Setelah cukup lama mengetuk pintu, maid itu segera membuka pintu kamar anak perempuan itu dengan kunci cadangan.


Maid ini adalah pelayan pribadi wanita itu. Sehingga ia memegang kunci cadangan untuk membuka pintu kamar tuannya jika sesuatu yang mendesak diperlukan.


Jika pada hari biasa anak perempuan itu bisa tidur sesuka hatinya, tetapi khusus untuk hari ini dia harus bangun pagi.


Itu karena mereka harus berangkat ke Fertihall untuk mengikuti acara yang diselenggarakan oleh count.


Butuh waktu satu hari perjalanan dari  Alchera menuju Fertihall.


Dengan usaha yang tidak sedikit, maid itu pun berhasil membangunkan Shirley dan segera membawanya ke garderobe untuk membersihkan wajahnya.


Pagi yang cerah seperti biasanya. Shirley telah bangun dan selesai berdandan. Ia terlihat sangat cantik dan penuh semangat. Kini waktunya ia menikmati pagi yang cerah ini. Hahhh ... pagi yang cerah di hutan yang rindang, sungguh menyegarkan.


Ia adalah salah satu cucu dari seorang viscount terbesar di wilayah Fertiphile. Shirley tinggal di sebuah mansion yang cukup besar. Ini juga rumah yang ditinggali oleh sang viscount yang jika dihitung, mansion ini memiliki empat lantai dan nyaris seukuran mansion milik seorang count.  Ayah Shirley adalah satu-satunya anak laki-laki yang dimiliki viscount sehingga gelar viscount tersebut sudah pasti akan diwariskan kepada ayah Shirley.


Setelah menyediakan sarapan untuk Shirley,  maid itu bergegas pergi untuk membereskan kamar tuannya.


Sambil menikmati makanannya Shirley menunggu dua orang bawahan kepercayaannya. yatu Seral dan Leen.
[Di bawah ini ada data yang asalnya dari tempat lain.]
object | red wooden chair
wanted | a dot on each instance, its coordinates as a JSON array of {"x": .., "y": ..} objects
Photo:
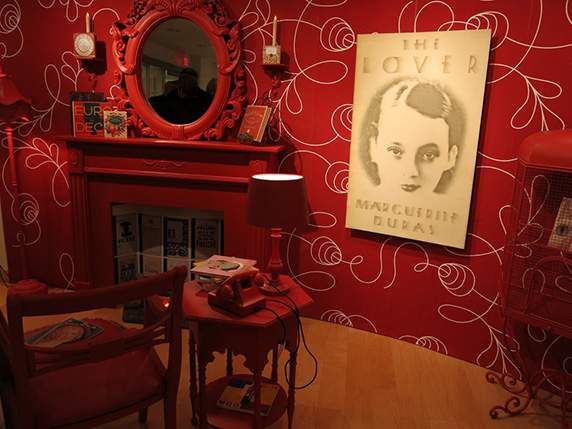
[{"x": 94, "y": 381}]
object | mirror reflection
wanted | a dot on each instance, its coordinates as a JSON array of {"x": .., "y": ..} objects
[{"x": 179, "y": 71}]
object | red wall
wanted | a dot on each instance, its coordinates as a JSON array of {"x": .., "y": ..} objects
[{"x": 441, "y": 298}]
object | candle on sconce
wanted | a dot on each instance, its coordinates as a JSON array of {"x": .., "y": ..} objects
[{"x": 274, "y": 28}]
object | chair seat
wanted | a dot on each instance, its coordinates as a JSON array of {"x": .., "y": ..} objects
[{"x": 61, "y": 397}]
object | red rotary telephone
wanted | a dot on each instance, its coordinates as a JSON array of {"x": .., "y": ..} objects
[{"x": 240, "y": 293}]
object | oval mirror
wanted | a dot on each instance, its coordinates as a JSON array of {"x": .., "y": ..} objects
[
  {"x": 179, "y": 71},
  {"x": 169, "y": 58}
]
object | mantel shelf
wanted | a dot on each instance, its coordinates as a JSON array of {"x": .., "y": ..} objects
[{"x": 191, "y": 145}]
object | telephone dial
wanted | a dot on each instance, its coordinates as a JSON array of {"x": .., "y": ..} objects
[{"x": 240, "y": 293}]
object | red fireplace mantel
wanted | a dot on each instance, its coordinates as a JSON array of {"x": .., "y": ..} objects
[{"x": 169, "y": 173}]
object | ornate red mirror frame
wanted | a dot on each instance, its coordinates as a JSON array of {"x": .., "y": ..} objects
[{"x": 129, "y": 38}]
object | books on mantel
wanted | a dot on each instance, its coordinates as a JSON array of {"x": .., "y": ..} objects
[
  {"x": 238, "y": 395},
  {"x": 254, "y": 123}
]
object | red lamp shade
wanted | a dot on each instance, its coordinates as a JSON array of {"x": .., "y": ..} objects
[
  {"x": 276, "y": 201},
  {"x": 13, "y": 105}
]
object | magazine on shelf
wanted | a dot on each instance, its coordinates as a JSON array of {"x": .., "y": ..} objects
[
  {"x": 238, "y": 395},
  {"x": 67, "y": 332},
  {"x": 222, "y": 266},
  {"x": 561, "y": 236}
]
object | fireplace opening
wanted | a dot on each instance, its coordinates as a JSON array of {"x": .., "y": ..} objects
[{"x": 150, "y": 240}]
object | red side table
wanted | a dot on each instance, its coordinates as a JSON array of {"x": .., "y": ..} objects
[{"x": 212, "y": 329}]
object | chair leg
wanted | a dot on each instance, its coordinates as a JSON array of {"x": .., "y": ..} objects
[{"x": 143, "y": 415}]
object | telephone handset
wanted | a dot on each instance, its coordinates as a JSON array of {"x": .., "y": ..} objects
[{"x": 240, "y": 293}]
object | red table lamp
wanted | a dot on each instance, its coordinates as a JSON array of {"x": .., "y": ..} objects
[
  {"x": 276, "y": 201},
  {"x": 15, "y": 107}
]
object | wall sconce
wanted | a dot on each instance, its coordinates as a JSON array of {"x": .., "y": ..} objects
[
  {"x": 276, "y": 201},
  {"x": 13, "y": 107}
]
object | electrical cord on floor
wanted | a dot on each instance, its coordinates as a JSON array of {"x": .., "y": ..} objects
[
  {"x": 279, "y": 319},
  {"x": 294, "y": 308},
  {"x": 10, "y": 279}
]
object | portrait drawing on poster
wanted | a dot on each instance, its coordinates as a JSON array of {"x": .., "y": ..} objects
[{"x": 417, "y": 111}]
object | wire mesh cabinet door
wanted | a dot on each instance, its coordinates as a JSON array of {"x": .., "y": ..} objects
[{"x": 536, "y": 280}]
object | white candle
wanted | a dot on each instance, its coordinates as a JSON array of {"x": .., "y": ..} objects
[{"x": 274, "y": 28}]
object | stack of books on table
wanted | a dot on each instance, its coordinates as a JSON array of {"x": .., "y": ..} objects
[
  {"x": 215, "y": 270},
  {"x": 238, "y": 395}
]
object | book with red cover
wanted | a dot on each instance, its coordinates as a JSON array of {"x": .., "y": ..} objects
[
  {"x": 87, "y": 117},
  {"x": 254, "y": 123}
]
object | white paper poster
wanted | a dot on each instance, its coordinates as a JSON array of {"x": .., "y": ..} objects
[{"x": 418, "y": 102}]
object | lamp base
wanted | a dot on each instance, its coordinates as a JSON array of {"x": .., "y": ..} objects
[
  {"x": 27, "y": 287},
  {"x": 280, "y": 288}
]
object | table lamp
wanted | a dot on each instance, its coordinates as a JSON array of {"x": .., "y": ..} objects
[
  {"x": 13, "y": 107},
  {"x": 276, "y": 201}
]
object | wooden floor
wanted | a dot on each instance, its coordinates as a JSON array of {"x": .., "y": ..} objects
[{"x": 366, "y": 380}]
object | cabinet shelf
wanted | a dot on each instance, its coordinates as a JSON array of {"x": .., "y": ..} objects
[{"x": 223, "y": 418}]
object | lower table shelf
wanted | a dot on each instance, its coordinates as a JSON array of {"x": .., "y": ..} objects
[{"x": 222, "y": 418}]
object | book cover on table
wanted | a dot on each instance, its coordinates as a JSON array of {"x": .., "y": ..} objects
[
  {"x": 222, "y": 266},
  {"x": 238, "y": 395}
]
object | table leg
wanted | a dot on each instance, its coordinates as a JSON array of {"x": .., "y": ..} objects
[
  {"x": 202, "y": 394},
  {"x": 274, "y": 376},
  {"x": 257, "y": 397},
  {"x": 229, "y": 370},
  {"x": 193, "y": 381},
  {"x": 291, "y": 390}
]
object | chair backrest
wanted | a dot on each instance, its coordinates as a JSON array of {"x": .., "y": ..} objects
[{"x": 162, "y": 325}]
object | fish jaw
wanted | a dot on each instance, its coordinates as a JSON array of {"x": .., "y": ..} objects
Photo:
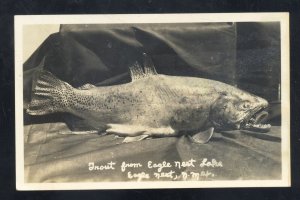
[
  {"x": 238, "y": 109},
  {"x": 255, "y": 117}
]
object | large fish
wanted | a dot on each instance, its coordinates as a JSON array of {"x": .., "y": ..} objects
[{"x": 152, "y": 105}]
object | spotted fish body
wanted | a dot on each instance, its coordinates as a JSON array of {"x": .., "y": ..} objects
[{"x": 151, "y": 105}]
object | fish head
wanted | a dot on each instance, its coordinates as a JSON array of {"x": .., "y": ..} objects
[{"x": 239, "y": 110}]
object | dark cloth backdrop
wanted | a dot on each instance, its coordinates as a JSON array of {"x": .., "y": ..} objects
[{"x": 234, "y": 53}]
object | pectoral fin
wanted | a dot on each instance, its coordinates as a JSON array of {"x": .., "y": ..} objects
[
  {"x": 135, "y": 138},
  {"x": 86, "y": 86},
  {"x": 125, "y": 130},
  {"x": 136, "y": 130},
  {"x": 202, "y": 137}
]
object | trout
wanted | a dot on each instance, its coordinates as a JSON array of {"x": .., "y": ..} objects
[{"x": 153, "y": 105}]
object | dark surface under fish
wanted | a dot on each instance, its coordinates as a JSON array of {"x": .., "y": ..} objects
[{"x": 153, "y": 105}]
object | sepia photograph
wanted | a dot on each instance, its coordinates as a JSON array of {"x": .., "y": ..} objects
[{"x": 152, "y": 101}]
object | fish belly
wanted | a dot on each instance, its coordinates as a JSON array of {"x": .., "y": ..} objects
[{"x": 152, "y": 102}]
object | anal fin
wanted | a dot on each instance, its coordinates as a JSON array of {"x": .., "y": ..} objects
[{"x": 202, "y": 137}]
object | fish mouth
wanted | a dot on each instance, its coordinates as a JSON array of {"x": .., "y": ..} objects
[{"x": 255, "y": 121}]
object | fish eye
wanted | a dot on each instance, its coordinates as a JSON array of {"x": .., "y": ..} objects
[{"x": 245, "y": 105}]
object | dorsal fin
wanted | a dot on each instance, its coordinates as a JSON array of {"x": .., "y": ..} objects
[
  {"x": 137, "y": 72},
  {"x": 148, "y": 65}
]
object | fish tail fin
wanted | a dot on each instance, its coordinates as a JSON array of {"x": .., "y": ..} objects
[{"x": 48, "y": 94}]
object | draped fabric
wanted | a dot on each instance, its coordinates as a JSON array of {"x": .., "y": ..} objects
[{"x": 233, "y": 53}]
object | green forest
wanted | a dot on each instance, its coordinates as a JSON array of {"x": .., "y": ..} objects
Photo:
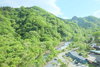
[{"x": 28, "y": 33}]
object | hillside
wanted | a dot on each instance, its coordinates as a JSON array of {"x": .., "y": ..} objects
[
  {"x": 86, "y": 22},
  {"x": 27, "y": 33}
]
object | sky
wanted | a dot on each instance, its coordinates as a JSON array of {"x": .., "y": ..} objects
[{"x": 61, "y": 8}]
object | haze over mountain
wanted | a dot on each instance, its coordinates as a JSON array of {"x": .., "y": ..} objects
[{"x": 28, "y": 33}]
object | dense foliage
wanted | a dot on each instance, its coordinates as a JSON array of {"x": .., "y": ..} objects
[{"x": 27, "y": 33}]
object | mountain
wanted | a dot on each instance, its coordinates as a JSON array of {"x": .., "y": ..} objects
[
  {"x": 86, "y": 22},
  {"x": 27, "y": 33}
]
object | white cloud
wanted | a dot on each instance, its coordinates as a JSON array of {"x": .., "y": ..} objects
[
  {"x": 49, "y": 5},
  {"x": 97, "y": 13}
]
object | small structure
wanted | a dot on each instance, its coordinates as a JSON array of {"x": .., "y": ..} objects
[
  {"x": 95, "y": 51},
  {"x": 97, "y": 47},
  {"x": 75, "y": 56},
  {"x": 94, "y": 58}
]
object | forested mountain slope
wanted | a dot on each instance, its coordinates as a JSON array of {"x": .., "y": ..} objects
[
  {"x": 26, "y": 33},
  {"x": 86, "y": 22}
]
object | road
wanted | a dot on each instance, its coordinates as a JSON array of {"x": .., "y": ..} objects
[{"x": 55, "y": 61}]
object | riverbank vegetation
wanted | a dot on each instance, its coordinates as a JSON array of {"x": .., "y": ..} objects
[{"x": 27, "y": 33}]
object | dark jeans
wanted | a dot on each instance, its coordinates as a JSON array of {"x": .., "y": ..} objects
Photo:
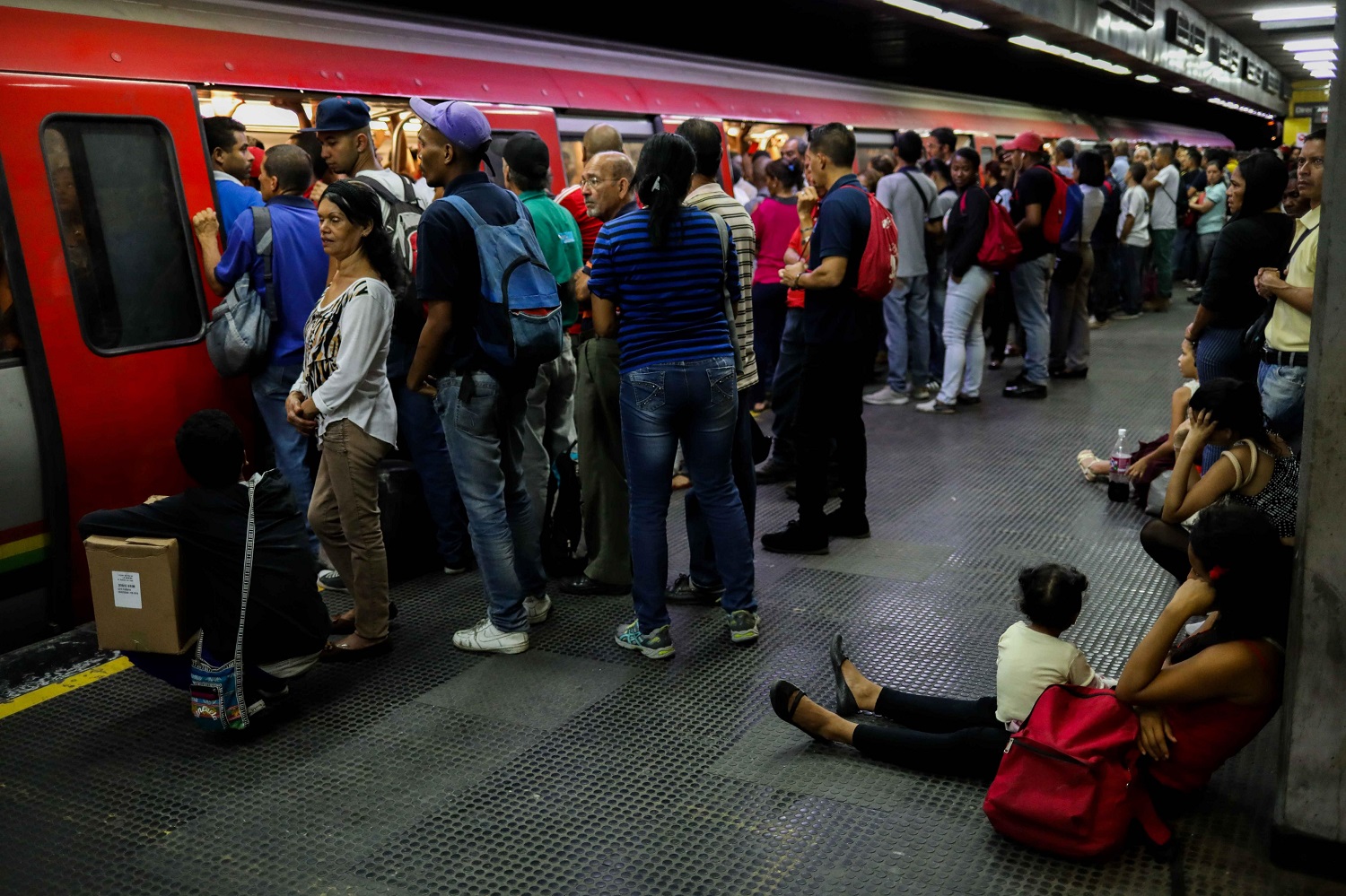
[
  {"x": 694, "y": 403},
  {"x": 767, "y": 326},
  {"x": 831, "y": 408},
  {"x": 1167, "y": 546},
  {"x": 939, "y": 735},
  {"x": 699, "y": 538},
  {"x": 422, "y": 436},
  {"x": 785, "y": 396}
]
Seral adalah seorang warrior wanita yang ahli menggunakan pedang. Ia memiliki kelas sebagai seorang knight. Sementara Leen adalah seorang ranger  yang menggunakan panah, dia memiliki kelas sebagai seorang marksman.


Seral terlihat lesu dan matanya juga sedikit sembab.


"Kamu kenapa?" tanya Shirley.


"Ha? Maaf, aku barusan bangun hoam ...," ucap Seral.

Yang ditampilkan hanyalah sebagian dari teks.